The latter two are treated the same way by SwarmKit. It is an indication to the orchestrator that the corresponding task might be unhealthy. I did say might with intent since SwarmKit does not immediately assume the worst case scenario but assumes that this might just be a temporary fluke of the task and that it will recover from it. This is the reason why we have a --retries parameter. There, we can define how many times SwarmKit should retry before it can assume that the task is indeed unhealthy, and consequently kill it and reschedule another instance of this task on another free node to reconcile the desired state of the service.

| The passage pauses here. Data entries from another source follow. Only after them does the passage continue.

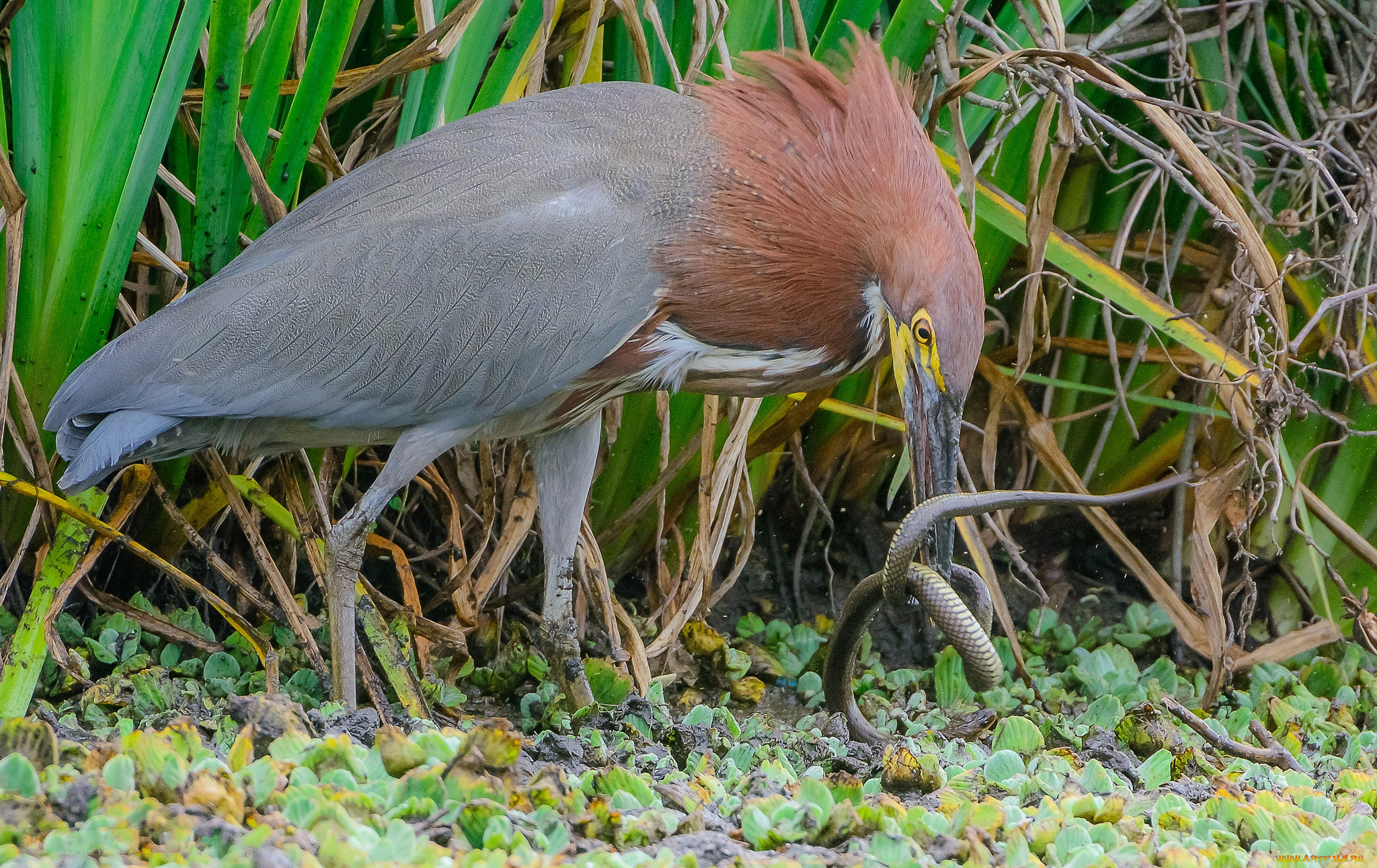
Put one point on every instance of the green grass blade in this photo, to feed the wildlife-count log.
(217, 229)
(278, 32)
(470, 57)
(508, 61)
(87, 147)
(1182, 407)
(976, 119)
(311, 95)
(913, 30)
(30, 648)
(859, 13)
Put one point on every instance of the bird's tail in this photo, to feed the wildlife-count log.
(100, 445)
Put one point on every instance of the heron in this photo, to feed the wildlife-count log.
(510, 273)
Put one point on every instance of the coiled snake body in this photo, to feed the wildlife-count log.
(908, 584)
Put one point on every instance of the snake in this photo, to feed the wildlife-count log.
(909, 586)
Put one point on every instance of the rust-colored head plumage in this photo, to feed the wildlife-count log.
(824, 186)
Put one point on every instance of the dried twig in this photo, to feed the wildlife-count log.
(1273, 754)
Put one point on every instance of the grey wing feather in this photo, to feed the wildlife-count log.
(473, 273)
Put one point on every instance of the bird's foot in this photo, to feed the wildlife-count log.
(343, 555)
(559, 644)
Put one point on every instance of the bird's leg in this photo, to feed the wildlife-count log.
(345, 547)
(563, 463)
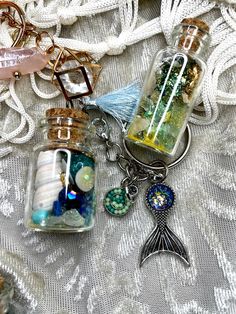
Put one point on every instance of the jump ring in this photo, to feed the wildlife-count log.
(170, 165)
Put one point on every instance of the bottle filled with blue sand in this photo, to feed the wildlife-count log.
(60, 193)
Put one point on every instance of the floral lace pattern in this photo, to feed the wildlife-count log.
(98, 272)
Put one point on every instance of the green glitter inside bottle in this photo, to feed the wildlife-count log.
(169, 92)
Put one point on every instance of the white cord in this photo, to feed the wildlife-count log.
(63, 12)
(25, 120)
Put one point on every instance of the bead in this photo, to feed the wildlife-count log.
(46, 194)
(38, 216)
(79, 160)
(57, 209)
(160, 197)
(73, 218)
(84, 179)
(116, 202)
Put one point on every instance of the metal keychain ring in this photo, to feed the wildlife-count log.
(21, 14)
(170, 165)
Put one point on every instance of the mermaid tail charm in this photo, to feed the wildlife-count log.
(159, 199)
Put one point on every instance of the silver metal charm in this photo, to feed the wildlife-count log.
(160, 199)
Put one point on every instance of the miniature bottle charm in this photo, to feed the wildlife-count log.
(60, 191)
(170, 89)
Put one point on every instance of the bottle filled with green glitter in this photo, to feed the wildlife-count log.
(60, 195)
(170, 90)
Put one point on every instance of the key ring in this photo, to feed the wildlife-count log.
(170, 165)
(21, 14)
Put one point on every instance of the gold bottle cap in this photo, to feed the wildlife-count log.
(67, 113)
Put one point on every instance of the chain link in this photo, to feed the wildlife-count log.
(134, 172)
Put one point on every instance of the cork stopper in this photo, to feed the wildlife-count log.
(197, 22)
(193, 34)
(67, 124)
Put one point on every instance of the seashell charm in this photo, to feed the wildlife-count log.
(47, 181)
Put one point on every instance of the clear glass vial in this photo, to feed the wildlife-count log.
(171, 87)
(60, 192)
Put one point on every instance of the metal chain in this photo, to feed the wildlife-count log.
(134, 172)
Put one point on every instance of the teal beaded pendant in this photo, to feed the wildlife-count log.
(117, 202)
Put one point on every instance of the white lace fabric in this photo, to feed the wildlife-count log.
(98, 272)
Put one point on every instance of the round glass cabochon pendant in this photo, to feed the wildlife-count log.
(116, 202)
(160, 197)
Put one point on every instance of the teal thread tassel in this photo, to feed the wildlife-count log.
(121, 103)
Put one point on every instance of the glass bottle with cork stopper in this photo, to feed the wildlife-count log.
(60, 192)
(171, 88)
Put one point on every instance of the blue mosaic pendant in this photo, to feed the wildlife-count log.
(160, 198)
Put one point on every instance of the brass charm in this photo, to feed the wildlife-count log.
(75, 73)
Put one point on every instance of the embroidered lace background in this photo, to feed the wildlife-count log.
(97, 272)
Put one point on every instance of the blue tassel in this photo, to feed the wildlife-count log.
(121, 103)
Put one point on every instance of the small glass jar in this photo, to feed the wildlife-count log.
(170, 89)
(60, 192)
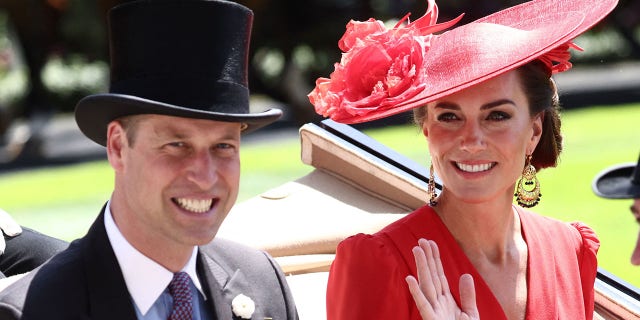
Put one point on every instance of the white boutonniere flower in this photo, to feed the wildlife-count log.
(243, 306)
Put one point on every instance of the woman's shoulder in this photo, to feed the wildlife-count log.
(582, 235)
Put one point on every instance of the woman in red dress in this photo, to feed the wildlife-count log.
(483, 95)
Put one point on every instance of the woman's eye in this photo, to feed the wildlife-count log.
(447, 117)
(498, 116)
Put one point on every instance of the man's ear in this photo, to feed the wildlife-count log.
(116, 142)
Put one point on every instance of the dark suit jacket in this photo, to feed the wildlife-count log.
(85, 282)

Why can we use localhost in our probing command? This is a very good question, and the reason is because SwarmKit, when probing a container running in the swarm, executes this probing command inside the container (that is, it does something like docker container exec <containerID> <probing command>). Thus, the command executes in the same network namespace as the application running inside the container. In the following diagram, we see the life cycle of a service task from its beginning:

Service task with transient health failure

First, SwarmKit waits with probing until the start period is over. Then, we have a first health check. Shortly thereafter, the task fails when probed. It fails two consecutive times but then it recovers. Thus, health check number 4 is again successful and SwarmKit leaves the task running.

Here, we, see a task that is permanently failing:

Permanent failure of task

If the task does not recover and after having three retries (or as many as you have defined), then SwarmKit first sends a SIGTERM to the container of the task, and if that times out after 10 seconds, it sends a SIGKILL signal.

We have just learned how we can define a health check for a service in the Dockerfile of its image. But this is not the only way. We can also define the health check in a stack file that we use to deploy our application into a Docker Swarm. Here is a short snippet of what such a stack file would look like:

version: "3.5"
services:
  web:
    image: example/web:1.0
    healthcheck:
      test: ["CMD", "curl", "-f", "http://localhost:3000/health"]
      interval: 30s
      timeout: 10s
      retries: 3
      start_period: 60s
...

In this snippet, we see how the health check-related information is defined in the stack file. First and foremost, it is important to realize that we have to define a health check for every service individually. There is no health check on an application or global level.

Similar to what we have defined previously in the Dockerfile, the command that is used to execute the health check by the SwarmKit is curl -f http://localhost:3000/health. We also have definitions for interval, timeout, retries, and start_period. These latter four key-value pairs have the same meaning as the corresponding parameters we used in the Dockerfile. If there are health check-related settings defined in the image, then the ones defined in the stack file override the ones from the Dockerfile.

Now, let's try to use a service that has a health check defined. In our lab folder, we have a file called stack-health.yaml with the following content:

version: "3.5"
services:
  web:
    image: nginx:alpine
    healthcheck:
      test: ["CMD", "wget", "-qO", "-", "http://localhost"]
      interval: 5s
      timeout: 2s
      retries: 3
      start_period: 15s

That we're going to deploy now:

$ docker stack deploy -c stack-health.yaml myapp

We can find out where the single task got deployed to by using docker stack ps myapp. On that particular node, we can list all containers to find the one of our stack. In my example, the task had been deployed to node-3:

Displaying the health status of a running task instance

The interesting thing in this screenshot is the STATUS column. Docker, or more precisely SwarmKit, has recognized that the service has a health check function defined and is using it to determine the health of each task of the service.